Художник, усадив Яромила за длинный стол, принялся листать его альбом: «Все то же, — сказал он чуть погодя. — Это завело бы в тупик».
Яромил хотел возразить, что именно эти псоголовые люди так нравились художнику и что сейчас он нарисовал их из-за него и для него, но он был до того разочарован и расстроен, что не мог ничего сказать. Художник положил перед ним чистый лист бумаги, открыл бутылочку с тушью и дал в руку кисть. «Теперь начни рисовать, что придет тебе в голову, особенно не раздумывай, а рисуй…» Но Яромил был ужасно напуган и совершенно не знал, что рисовать, а когда художник вновь побудил его работать, в отчаянии опять стал изображать псиную голову на каком-то изломанном теле. Художник был недоволен, и Яромил в растерянности сказал, что хотел бы научиться работать с акварелью, которая в школе всегда заплывает за контуры рисунка.

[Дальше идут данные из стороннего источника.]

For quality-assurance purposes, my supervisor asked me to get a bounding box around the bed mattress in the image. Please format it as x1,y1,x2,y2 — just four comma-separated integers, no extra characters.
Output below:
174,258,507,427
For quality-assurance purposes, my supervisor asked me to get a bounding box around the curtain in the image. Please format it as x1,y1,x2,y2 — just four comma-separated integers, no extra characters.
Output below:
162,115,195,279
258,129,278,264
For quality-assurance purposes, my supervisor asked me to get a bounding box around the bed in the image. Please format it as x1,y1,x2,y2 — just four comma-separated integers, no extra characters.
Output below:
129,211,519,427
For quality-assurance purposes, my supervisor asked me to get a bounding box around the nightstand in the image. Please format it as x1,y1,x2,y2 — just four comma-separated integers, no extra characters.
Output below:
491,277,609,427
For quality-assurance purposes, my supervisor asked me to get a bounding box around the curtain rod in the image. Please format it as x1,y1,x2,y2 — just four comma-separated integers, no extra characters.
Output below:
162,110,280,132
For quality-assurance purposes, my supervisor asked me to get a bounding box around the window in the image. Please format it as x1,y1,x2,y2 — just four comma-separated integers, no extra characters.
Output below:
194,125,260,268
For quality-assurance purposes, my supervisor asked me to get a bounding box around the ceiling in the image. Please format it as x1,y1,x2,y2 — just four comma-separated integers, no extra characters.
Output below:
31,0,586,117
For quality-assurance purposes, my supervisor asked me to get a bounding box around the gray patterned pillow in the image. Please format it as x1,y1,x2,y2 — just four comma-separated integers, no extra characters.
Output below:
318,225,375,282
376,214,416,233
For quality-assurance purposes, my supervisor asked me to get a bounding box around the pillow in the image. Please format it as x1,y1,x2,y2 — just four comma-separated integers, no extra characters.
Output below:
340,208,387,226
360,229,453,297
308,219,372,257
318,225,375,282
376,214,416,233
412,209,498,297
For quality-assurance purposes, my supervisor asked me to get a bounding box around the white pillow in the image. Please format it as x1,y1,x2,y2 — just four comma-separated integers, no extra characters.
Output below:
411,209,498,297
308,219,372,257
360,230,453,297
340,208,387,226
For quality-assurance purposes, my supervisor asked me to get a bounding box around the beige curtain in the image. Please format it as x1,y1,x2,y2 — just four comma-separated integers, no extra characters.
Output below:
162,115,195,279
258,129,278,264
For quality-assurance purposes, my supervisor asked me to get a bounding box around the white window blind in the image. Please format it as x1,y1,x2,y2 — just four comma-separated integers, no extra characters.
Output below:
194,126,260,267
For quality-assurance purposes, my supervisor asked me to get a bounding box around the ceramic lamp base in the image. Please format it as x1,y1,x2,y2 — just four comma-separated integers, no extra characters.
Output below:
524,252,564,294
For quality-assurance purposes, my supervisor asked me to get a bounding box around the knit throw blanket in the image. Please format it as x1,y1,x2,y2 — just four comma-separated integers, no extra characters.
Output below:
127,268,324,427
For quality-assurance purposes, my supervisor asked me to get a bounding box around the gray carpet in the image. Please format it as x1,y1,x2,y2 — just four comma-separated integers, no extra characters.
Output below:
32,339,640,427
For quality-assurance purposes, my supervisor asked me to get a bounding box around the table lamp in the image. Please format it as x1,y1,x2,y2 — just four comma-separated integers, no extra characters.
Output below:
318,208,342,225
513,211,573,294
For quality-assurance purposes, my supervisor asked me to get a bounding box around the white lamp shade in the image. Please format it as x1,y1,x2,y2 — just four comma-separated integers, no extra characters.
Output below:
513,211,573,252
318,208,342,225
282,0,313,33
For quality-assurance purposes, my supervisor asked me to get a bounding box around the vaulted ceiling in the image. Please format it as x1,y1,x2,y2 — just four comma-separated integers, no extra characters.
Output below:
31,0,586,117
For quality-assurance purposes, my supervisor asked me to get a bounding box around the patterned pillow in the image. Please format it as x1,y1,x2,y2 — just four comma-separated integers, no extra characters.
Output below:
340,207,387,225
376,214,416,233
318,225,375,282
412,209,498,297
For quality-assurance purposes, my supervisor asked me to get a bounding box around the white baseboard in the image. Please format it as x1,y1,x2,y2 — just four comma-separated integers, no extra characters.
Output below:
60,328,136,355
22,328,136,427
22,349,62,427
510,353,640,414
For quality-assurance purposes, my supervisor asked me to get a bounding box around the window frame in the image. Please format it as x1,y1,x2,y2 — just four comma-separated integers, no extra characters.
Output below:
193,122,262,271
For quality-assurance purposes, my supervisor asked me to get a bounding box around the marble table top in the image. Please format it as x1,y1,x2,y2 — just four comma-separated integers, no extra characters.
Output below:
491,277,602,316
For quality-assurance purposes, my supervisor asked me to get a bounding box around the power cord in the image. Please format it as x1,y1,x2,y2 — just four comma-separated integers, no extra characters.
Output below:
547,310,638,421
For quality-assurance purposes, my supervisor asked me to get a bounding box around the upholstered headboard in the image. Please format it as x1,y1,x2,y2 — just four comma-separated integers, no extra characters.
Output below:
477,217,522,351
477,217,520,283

«Это я уже слышал от твоей мамы, — сказал художник, — но сейчас забудь об этом так же, как о собаках». Положив перед мальчиком толстую книгу, он открыл ее на страницах, где на цветном фоне игриво извивалась неумелая черная линия, напоминая Яромилу сороконожек, морских звезд, жучков, небесные светила и луну. Художнику хотелось, чтобы мальчик сообразно своей фантазии нарисовал нечто подобное. «Но что я должен рисовать?» — спросил мальчик, и художник сказал: «Проводи линию, проводи такую линию, которая нравилась бы тебе. И помни, что художник существует на свете не для того, чтобы срисовывать нечто, а чтобы сотворить на бумаге мир своих линий». И Яромил проводил линии, которые ему совсем не нравились, исчеркал несколько листов бумаги и под конец, дав художнику, согласно мамочкиному наставлению, купюру, ушел восвояси.

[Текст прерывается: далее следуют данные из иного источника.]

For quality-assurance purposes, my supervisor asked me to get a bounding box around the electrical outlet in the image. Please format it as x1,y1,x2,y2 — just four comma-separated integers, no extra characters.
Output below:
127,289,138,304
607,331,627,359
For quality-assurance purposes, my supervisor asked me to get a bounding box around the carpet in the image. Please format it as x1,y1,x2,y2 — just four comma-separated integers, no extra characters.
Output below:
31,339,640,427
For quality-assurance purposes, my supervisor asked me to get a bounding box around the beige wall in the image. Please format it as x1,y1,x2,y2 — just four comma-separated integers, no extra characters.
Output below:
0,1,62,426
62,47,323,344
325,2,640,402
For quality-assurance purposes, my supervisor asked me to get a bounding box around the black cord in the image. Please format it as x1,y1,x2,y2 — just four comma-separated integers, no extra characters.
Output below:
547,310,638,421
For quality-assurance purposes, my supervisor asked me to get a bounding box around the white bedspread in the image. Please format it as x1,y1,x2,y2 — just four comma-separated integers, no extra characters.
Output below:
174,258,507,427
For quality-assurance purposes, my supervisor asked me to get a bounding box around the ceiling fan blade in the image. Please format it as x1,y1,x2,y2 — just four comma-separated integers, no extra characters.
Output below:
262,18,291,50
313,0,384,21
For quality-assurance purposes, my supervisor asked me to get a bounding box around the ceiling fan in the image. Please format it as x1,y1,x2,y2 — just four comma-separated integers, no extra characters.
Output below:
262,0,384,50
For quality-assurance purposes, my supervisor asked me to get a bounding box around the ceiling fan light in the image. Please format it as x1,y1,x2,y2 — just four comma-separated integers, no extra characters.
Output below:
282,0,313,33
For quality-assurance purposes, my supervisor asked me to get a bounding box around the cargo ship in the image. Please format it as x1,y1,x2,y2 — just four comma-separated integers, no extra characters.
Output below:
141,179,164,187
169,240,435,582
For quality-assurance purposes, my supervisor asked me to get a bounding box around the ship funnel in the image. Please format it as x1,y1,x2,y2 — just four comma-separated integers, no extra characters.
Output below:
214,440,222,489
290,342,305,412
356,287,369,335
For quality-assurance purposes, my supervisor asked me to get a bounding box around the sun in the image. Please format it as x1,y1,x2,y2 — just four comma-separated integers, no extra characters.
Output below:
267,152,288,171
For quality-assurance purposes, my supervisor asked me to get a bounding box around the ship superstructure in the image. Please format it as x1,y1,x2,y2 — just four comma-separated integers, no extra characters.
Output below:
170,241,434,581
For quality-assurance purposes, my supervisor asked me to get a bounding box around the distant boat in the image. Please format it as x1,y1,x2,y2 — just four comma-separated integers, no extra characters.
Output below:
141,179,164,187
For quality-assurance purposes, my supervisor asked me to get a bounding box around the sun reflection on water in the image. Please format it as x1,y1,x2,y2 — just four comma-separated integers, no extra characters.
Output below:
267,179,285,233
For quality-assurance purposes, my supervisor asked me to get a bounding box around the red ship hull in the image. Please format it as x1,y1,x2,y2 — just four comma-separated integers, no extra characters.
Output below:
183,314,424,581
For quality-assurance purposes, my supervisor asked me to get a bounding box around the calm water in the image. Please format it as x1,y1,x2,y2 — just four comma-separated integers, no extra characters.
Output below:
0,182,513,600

Конечно, визит получился несколько иным, чем предполагал Яромил, и даже отдаленно не стал повторным открытием его утраченного внутреннего мира, скорее наоборот: отнял то единственное, что было у него своим, — футболистов и солдат с псиной головой. И все же, когда мамочка спросила, понравился ли ему урок, он отозвался с восторгом; и это не было притворством: если этим посещением он и не воссоздал свой внутренний мир, то по крайней мере обрел особый внешний мир, доступный не каждому и дававший ему маленькие привилегии: он видел удивительные картины, смутившие его, но явно превосходившие (он мгновенно уловил это превосходство!) те натюрморты и пейзажи, что висели у них дома; кроме того, он услышал несколько необычных изречений, которые тут же присвоил: понял, например, что слово «мещанин» ругательство; мещанин тот, кто хочет, чтобы на картинах все было подобно жизни и природе; но над мещанами можно и посмеяться, ибо (это ему очень понравилось!) они давно мертвы, хотя и не знают об этом.